Zombie Quilting and the Cult of Plastic
Universities in August rustle with quiet summer breezes. The first tremors ripple quietly along flower lined sidewalks. Those in the know feel it first. Later the rumble picks up as maintenance trucks zip around campus like swarms of bees working a hive. As weeks in August enter the outskirts of September, eighteen wheelers loaded with new furniture back up to dorms. UPS trucks with springs creaking under cases of textbooks slide up to bookstores hoping someone might help unload this stuff. Food service providers stock industrial freezers and fridges to the max. Like 13th century peasants watching the approaching dust cloud signalling the advance of Genghis Khan, administrators and staff on campuses everywhere know one thing. They’re coming. They’re almost here
That’s why I’ll wait until next post to give you my best dean of students “welcome back to campus” speech. Right now we have to talk. Before most have sagged under the weight of the assignments in their first class syllabus, the clubs fair will break out in some major campus thoroughfare near you. All the campus organizations will be there. A Capella Ping Pong, Republican Druids for Peace and Pretty Good Karma, Zombie Quilting – all these will want us to sign up and will give us free stuff to do it. For pencils, foam can holders, pens, pads, magnets and the like we will sign up for most of them. If they offer food, sign up twice. If it’s Krispy Kremes, maybe they need a pope or something.

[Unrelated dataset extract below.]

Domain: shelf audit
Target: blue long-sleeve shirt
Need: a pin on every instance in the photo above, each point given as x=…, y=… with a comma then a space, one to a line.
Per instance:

While we haul the bag of free loot back to the dorm, think about how we will spend our discretionary time; there might not be a lot of it. If we are a Christian of any kind or any depth, we need a Christian group of some kind both for encouragement and to stretch us out into new challenges in our world. These groups aren’t invisible; in fact, we’d have to wear a bag over our heads and live underground to miss them. Some students still manage this, leaving their faith at home. Don’t be one of them.
Try something new. Don’t look for the same things we did either in high school or earlier in our college career. Don’t be surprised if growing deeper in God means finding some new unexpected loves. Jesus is Lord of the world; He’s interested in everything. This also will put us out in the middle of people who don’t know much about Jesus. Jesus Himself seems to have enjoyed people like this. Stick our nose into the Jazz Lover’s Club and check out John Coltrane’s “Ballads” album over hummus. If someone uses the name Kenny G and the word “jazz” in the same sentence, grab a handful of hummus and get out of there. Try something else.
One last note. Along with pencils and bobbleheads of our college president, we might be offered a credit card. These are not free. For freshmen especially, these buggers are dangerous. We may have had a credit card in high school but parents probably had a string on it. This one belongs to us alone and that’s heady stuff, freedom that can bite us when our sense of responsibility slips the leash. The habit of snatching the plastic puts us in more danger than the amount spent. Credit limits are low at first – $500 won’t buy too many Slurpees. Putting Slurpees on plastic in the first place sets us up for an acquired bad habit. To borrow from the Apostle Paul, “If anyone, even resembling an angel, hands you a credit card application, treat it like an armadillo in flames. Drop it and run.” (Galatians 1:8 if you stretch your imagination.) Any of you campus vets have battle stories here? Yell back at me. You could help someone with your story.
I plan to be here weekly looking at the things that bubble up on campus – the ridiculous, the sublime, the urgent. Your take only sharpens the exchange. Turn in your night vision goggles to the attendant and please exit to the rear.